At Cantiles around the guides / cooks fire in between salsa dancing and some rum, I understood sufficient spanish to learn that it was the 3 guys present, Antonio, Mino and Roher with another in BA who agreed to work with OW 5 years ago and showed them the hunting paths and opened up the transects with machetes. At first they would not sleep in the jungle, preferring to stay awake and hunt at night, but adapted and now stay for a week or so at the Camps with us. OW staff used maps and GPS to delineate routes and transects, whereas these guys seemed to navigate by excellent local ‘place sense’, with a fast pace and all day stamina to work out the best practical way over very hilly, jungle terrain.
The standard of living was low with small, basic houses of concrete walls, tin roofs and often a family of eleven in 3 rooms. Some of our guides had taken a deliberate action of limiting the number of children due to the difficulty of providing for all. I didn’t see any starving people but fat locals were not part of the scene.
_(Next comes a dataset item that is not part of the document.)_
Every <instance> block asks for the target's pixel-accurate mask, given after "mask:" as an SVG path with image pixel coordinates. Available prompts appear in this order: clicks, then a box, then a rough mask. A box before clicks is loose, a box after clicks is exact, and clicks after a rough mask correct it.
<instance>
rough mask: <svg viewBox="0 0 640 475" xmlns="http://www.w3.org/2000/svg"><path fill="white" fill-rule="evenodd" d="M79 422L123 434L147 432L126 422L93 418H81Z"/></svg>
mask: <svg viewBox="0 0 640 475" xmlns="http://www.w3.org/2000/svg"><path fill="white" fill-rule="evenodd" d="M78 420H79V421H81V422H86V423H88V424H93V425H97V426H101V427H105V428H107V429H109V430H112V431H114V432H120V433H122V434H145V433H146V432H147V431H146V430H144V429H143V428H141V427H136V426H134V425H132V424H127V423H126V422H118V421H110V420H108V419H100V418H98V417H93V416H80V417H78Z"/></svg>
One guide had his wife sterilised -not him! – due it seems to concerns things could split open during the hard farm labour. I recall one of the cooks walking every week in standard attire of flip flops, tight skirt and bag pack up the hills for 3 hours to one of the Camps with a 15 hour working day to follow.
With basic spanish, obvious respect for their skills, ensuring they got a fair share of the food and lots of smiles and laughter, you could thank the cooks for the food (the women get up at 3am to start making tortillas and learn’t I like strong, black coffee at any time of the day and am always hungry!), the guides for help with the survey work and looking after you in the forest and the muchalleros for bringing up everything including a generator on their backs.
Many of the younger men were trying to get to the US by swimming the Border river and then by train across Mexico and somehow into the US but its dangerous and one at least was caught and sent to jail. One returned after 3 years in Boston having saved as much as possible and going to night school to learn English. He set up as an entrepreneur with stalls selling hand made jewellery and hamburgers by realising westerners will pay handsomedly for meat. He said one could make money but many disagreed and wanted to leave as there were few opportunities. Education beyond about 16 seemed hugely expensive as accommodation in the distant town was needed too with a figure of 8 thousand lempira for a year. Although these insights into Honduras life were limited by my basic Spanish, I appreciated the opportunity to delve a little deeper into everyday living.